The incoming mayor has indicated that he plans to reshape South Korea political dialogue and address the immediate needs of Seoul’s working and middle class. According to an Asian Institute for Policy Studies (AIPS) report, the immediate concerns of South Koreans today are rapidly changing. The AIPS reports, South-North relations has fallen from being the most salient issue for 31.7% of those polled in January of 2011 to 8.8% of those polled in October of 2011. Instead, job creation and redistribution of wealth have emerged as the most salient issues. If Park Won-soon and potential future opposition leaders plan on following through with their policy of putting public opinion above all else, the US can expect less emphasis on being tough with the DPRK and a potential warming of South-North relations--reminiscent of the Sunshine Policy of the 1998 Kim Dae-jung Administration. This point is strengthened by Park Won-soon’s calls for the removal of US troops from the Korean Peninsula and criticism of the US-Korea FTA. Although Park Won-soon does represent 20% of the South Korea population, the mayor of Seoul has little say in the foreign policy and national defense agenda--beyond voicing his opinion. His role may be limited, but he can still influence the national conversation in the coming months.
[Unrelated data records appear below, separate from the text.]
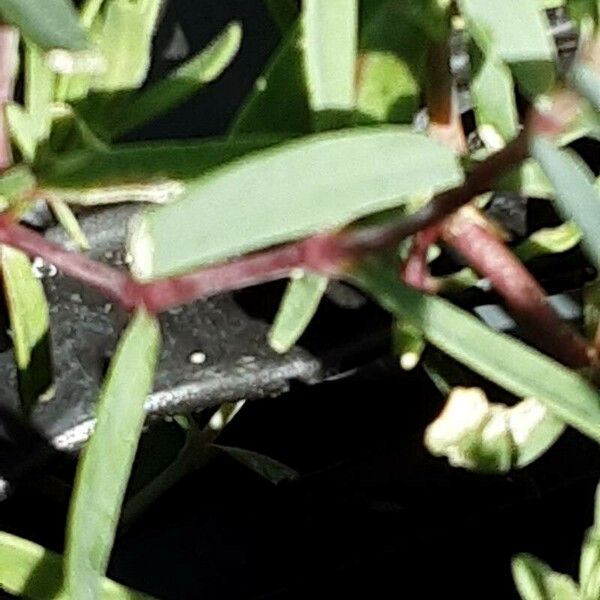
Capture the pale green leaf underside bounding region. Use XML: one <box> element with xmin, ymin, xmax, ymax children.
<box><xmin>459</xmin><ymin>0</ymin><xmax>556</xmax><ymax>95</ymax></box>
<box><xmin>0</xmin><ymin>0</ymin><xmax>89</xmax><ymax>52</ymax></box>
<box><xmin>269</xmin><ymin>0</ymin><xmax>358</xmax><ymax>352</ymax></box>
<box><xmin>302</xmin><ymin>0</ymin><xmax>358</xmax><ymax>112</ymax></box>
<box><xmin>34</xmin><ymin>135</ymin><xmax>281</xmax><ymax>191</ymax></box>
<box><xmin>130</xmin><ymin>126</ymin><xmax>463</xmax><ymax>278</ymax></box>
<box><xmin>459</xmin><ymin>0</ymin><xmax>555</xmax><ymax>63</ymax></box>
<box><xmin>512</xmin><ymin>554</ymin><xmax>581</xmax><ymax>600</ymax></box>
<box><xmin>106</xmin><ymin>22</ymin><xmax>242</xmax><ymax>138</ymax></box>
<box><xmin>214</xmin><ymin>444</ymin><xmax>298</xmax><ymax>484</ymax></box>
<box><xmin>92</xmin><ymin>0</ymin><xmax>161</xmax><ymax>92</ymax></box>
<box><xmin>0</xmin><ymin>532</ymin><xmax>150</xmax><ymax>600</ymax></box>
<box><xmin>471</xmin><ymin>51</ymin><xmax>519</xmax><ymax>142</ymax></box>
<box><xmin>65</xmin><ymin>312</ymin><xmax>160</xmax><ymax>600</ymax></box>
<box><xmin>356</xmin><ymin>261</ymin><xmax>600</xmax><ymax>441</ymax></box>
<box><xmin>269</xmin><ymin>273</ymin><xmax>327</xmax><ymax>352</ymax></box>
<box><xmin>531</xmin><ymin>136</ymin><xmax>600</xmax><ymax>267</ymax></box>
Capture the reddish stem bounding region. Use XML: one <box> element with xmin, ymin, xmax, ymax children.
<box><xmin>442</xmin><ymin>211</ymin><xmax>596</xmax><ymax>368</ymax></box>
<box><xmin>0</xmin><ymin>23</ymin><xmax>19</xmax><ymax>171</ymax></box>
<box><xmin>400</xmin><ymin>225</ymin><xmax>440</xmax><ymax>294</ymax></box>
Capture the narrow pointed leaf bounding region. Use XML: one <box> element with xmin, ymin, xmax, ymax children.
<box><xmin>265</xmin><ymin>0</ymin><xmax>298</xmax><ymax>34</ymax></box>
<box><xmin>130</xmin><ymin>126</ymin><xmax>463</xmax><ymax>278</ymax></box>
<box><xmin>512</xmin><ymin>554</ymin><xmax>581</xmax><ymax>600</ymax></box>
<box><xmin>50</xmin><ymin>200</ymin><xmax>90</xmax><ymax>250</ymax></box>
<box><xmin>569</xmin><ymin>61</ymin><xmax>600</xmax><ymax>110</ymax></box>
<box><xmin>458</xmin><ymin>0</ymin><xmax>555</xmax><ymax>96</ymax></box>
<box><xmin>34</xmin><ymin>135</ymin><xmax>282</xmax><ymax>196</ymax></box>
<box><xmin>0</xmin><ymin>0</ymin><xmax>89</xmax><ymax>52</ymax></box>
<box><xmin>92</xmin><ymin>0</ymin><xmax>161</xmax><ymax>92</ymax></box>
<box><xmin>269</xmin><ymin>0</ymin><xmax>358</xmax><ymax>352</ymax></box>
<box><xmin>515</xmin><ymin>221</ymin><xmax>581</xmax><ymax>262</ymax></box>
<box><xmin>0</xmin><ymin>532</ymin><xmax>150</xmax><ymax>600</ymax></box>
<box><xmin>214</xmin><ymin>444</ymin><xmax>299</xmax><ymax>484</ymax></box>
<box><xmin>231</xmin><ymin>23</ymin><xmax>311</xmax><ymax>136</ymax></box>
<box><xmin>4</xmin><ymin>102</ymin><xmax>37</xmax><ymax>162</ymax></box>
<box><xmin>531</xmin><ymin>136</ymin><xmax>600</xmax><ymax>267</ymax></box>
<box><xmin>471</xmin><ymin>49</ymin><xmax>519</xmax><ymax>142</ymax></box>
<box><xmin>0</xmin><ymin>246</ymin><xmax>52</xmax><ymax>412</ymax></box>
<box><xmin>302</xmin><ymin>0</ymin><xmax>358</xmax><ymax>119</ymax></box>
<box><xmin>106</xmin><ymin>22</ymin><xmax>242</xmax><ymax>138</ymax></box>
<box><xmin>25</xmin><ymin>44</ymin><xmax>56</xmax><ymax>151</ymax></box>
<box><xmin>269</xmin><ymin>273</ymin><xmax>327</xmax><ymax>352</ymax></box>
<box><xmin>355</xmin><ymin>261</ymin><xmax>600</xmax><ymax>441</ymax></box>
<box><xmin>65</xmin><ymin>312</ymin><xmax>160</xmax><ymax>600</ymax></box>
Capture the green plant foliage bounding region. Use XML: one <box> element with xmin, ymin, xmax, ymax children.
<box><xmin>0</xmin><ymin>0</ymin><xmax>89</xmax><ymax>52</ymax></box>
<box><xmin>515</xmin><ymin>221</ymin><xmax>581</xmax><ymax>262</ymax></box>
<box><xmin>97</xmin><ymin>22</ymin><xmax>242</xmax><ymax>139</ymax></box>
<box><xmin>231</xmin><ymin>23</ymin><xmax>311</xmax><ymax>136</ymax></box>
<box><xmin>269</xmin><ymin>0</ymin><xmax>358</xmax><ymax>352</ymax></box>
<box><xmin>0</xmin><ymin>532</ymin><xmax>151</xmax><ymax>600</ymax></box>
<box><xmin>531</xmin><ymin>136</ymin><xmax>600</xmax><ymax>266</ymax></box>
<box><xmin>471</xmin><ymin>49</ymin><xmax>519</xmax><ymax>142</ymax></box>
<box><xmin>92</xmin><ymin>0</ymin><xmax>161</xmax><ymax>92</ymax></box>
<box><xmin>50</xmin><ymin>199</ymin><xmax>90</xmax><ymax>250</ymax></box>
<box><xmin>35</xmin><ymin>135</ymin><xmax>282</xmax><ymax>192</ymax></box>
<box><xmin>65</xmin><ymin>311</ymin><xmax>160</xmax><ymax>600</ymax></box>
<box><xmin>213</xmin><ymin>444</ymin><xmax>299</xmax><ymax>484</ymax></box>
<box><xmin>265</xmin><ymin>0</ymin><xmax>298</xmax><ymax>34</ymax></box>
<box><xmin>458</xmin><ymin>0</ymin><xmax>555</xmax><ymax>96</ymax></box>
<box><xmin>0</xmin><ymin>246</ymin><xmax>52</xmax><ymax>413</ymax></box>
<box><xmin>302</xmin><ymin>0</ymin><xmax>358</xmax><ymax>120</ymax></box>
<box><xmin>512</xmin><ymin>554</ymin><xmax>581</xmax><ymax>600</ymax></box>
<box><xmin>355</xmin><ymin>261</ymin><xmax>600</xmax><ymax>441</ymax></box>
<box><xmin>269</xmin><ymin>273</ymin><xmax>328</xmax><ymax>352</ymax></box>
<box><xmin>130</xmin><ymin>127</ymin><xmax>462</xmax><ymax>278</ymax></box>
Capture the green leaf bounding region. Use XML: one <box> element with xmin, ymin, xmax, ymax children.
<box><xmin>130</xmin><ymin>126</ymin><xmax>463</xmax><ymax>278</ymax></box>
<box><xmin>515</xmin><ymin>221</ymin><xmax>581</xmax><ymax>262</ymax></box>
<box><xmin>4</xmin><ymin>102</ymin><xmax>37</xmax><ymax>162</ymax></box>
<box><xmin>92</xmin><ymin>0</ymin><xmax>161</xmax><ymax>92</ymax></box>
<box><xmin>50</xmin><ymin>199</ymin><xmax>90</xmax><ymax>250</ymax></box>
<box><xmin>269</xmin><ymin>273</ymin><xmax>328</xmax><ymax>352</ymax></box>
<box><xmin>471</xmin><ymin>49</ymin><xmax>519</xmax><ymax>142</ymax></box>
<box><xmin>0</xmin><ymin>0</ymin><xmax>89</xmax><ymax>52</ymax></box>
<box><xmin>25</xmin><ymin>44</ymin><xmax>56</xmax><ymax>155</ymax></box>
<box><xmin>458</xmin><ymin>0</ymin><xmax>556</xmax><ymax>96</ymax></box>
<box><xmin>392</xmin><ymin>319</ymin><xmax>425</xmax><ymax>371</ymax></box>
<box><xmin>34</xmin><ymin>135</ymin><xmax>282</xmax><ymax>192</ymax></box>
<box><xmin>213</xmin><ymin>444</ymin><xmax>299</xmax><ymax>484</ymax></box>
<box><xmin>354</xmin><ymin>260</ymin><xmax>600</xmax><ymax>441</ymax></box>
<box><xmin>568</xmin><ymin>61</ymin><xmax>600</xmax><ymax>110</ymax></box>
<box><xmin>0</xmin><ymin>532</ymin><xmax>150</xmax><ymax>600</ymax></box>
<box><xmin>530</xmin><ymin>136</ymin><xmax>600</xmax><ymax>267</ymax></box>
<box><xmin>354</xmin><ymin>50</ymin><xmax>420</xmax><ymax>124</ymax></box>
<box><xmin>231</xmin><ymin>24</ymin><xmax>311</xmax><ymax>136</ymax></box>
<box><xmin>355</xmin><ymin>0</ymin><xmax>428</xmax><ymax>124</ymax></box>
<box><xmin>512</xmin><ymin>554</ymin><xmax>581</xmax><ymax>600</ymax></box>
<box><xmin>0</xmin><ymin>246</ymin><xmax>52</xmax><ymax>412</ymax></box>
<box><xmin>269</xmin><ymin>0</ymin><xmax>358</xmax><ymax>352</ymax></box>
<box><xmin>0</xmin><ymin>165</ymin><xmax>36</xmax><ymax>205</ymax></box>
<box><xmin>302</xmin><ymin>0</ymin><xmax>358</xmax><ymax>122</ymax></box>
<box><xmin>97</xmin><ymin>22</ymin><xmax>242</xmax><ymax>139</ymax></box>
<box><xmin>65</xmin><ymin>311</ymin><xmax>160</xmax><ymax>600</ymax></box>
<box><xmin>265</xmin><ymin>0</ymin><xmax>298</xmax><ymax>34</ymax></box>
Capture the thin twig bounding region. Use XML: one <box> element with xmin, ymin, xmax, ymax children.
<box><xmin>442</xmin><ymin>208</ymin><xmax>597</xmax><ymax>368</ymax></box>
<box><xmin>340</xmin><ymin>130</ymin><xmax>529</xmax><ymax>256</ymax></box>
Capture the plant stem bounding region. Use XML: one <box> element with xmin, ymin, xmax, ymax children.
<box><xmin>0</xmin><ymin>23</ymin><xmax>19</xmax><ymax>171</ymax></box>
<box><xmin>442</xmin><ymin>208</ymin><xmax>597</xmax><ymax>368</ymax></box>
<box><xmin>341</xmin><ymin>130</ymin><xmax>529</xmax><ymax>256</ymax></box>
One of the biggest losers in the mayoral election was for GNP 2012 presidential hopeful, Park Keun-hye. Her endorsement of Seoul Mayoral GNP candidate, Na Kyung-won, had little effect and the major loss of momentum from the ruling party to the opposition party could spell danger for Park Keun-hye’s chances at the presidential seat. However, the presidential elections are a full 13 months away. A whole slew of external events could sway public opinion. Internationally, a North Korea provocation would likely result in a public opinion swing towards a tougher stance on North Korea (favoring the GNP). Or domestically, the South Korean political course could be swayed by anything from worsening economic conditions (favoring the opposition party) to an improvement in the unemployment (favoring the GNP).
Transitioning back to the US, the immediate take away for Washington is fairly predictable. The US-South Korea relationship will remain friendly as it has for decades, regardless of who is the mayor of Seoul or even sitting in the Blue House. But, the larger US role on the Peninsula and the level of US-South interaction is yet to be seen and Washington will have to closely follow National Assembly elections in April to gauge the path of US-South Korea relations. This is, of course, a pertinent security issue given the presence of a nuclear North Korea that will look to flex its might on the international stage in 2012 given the 100th anniversary of Kim Il-sung's birth and the finalization of the "Strong and Prosperous" Economic Policy.
Kevin Sullivan is an editorial assistant of the Georgetown Journal Online and a sophomore in the Edmund A. Walsh School of Foreign Service at Georgetown University.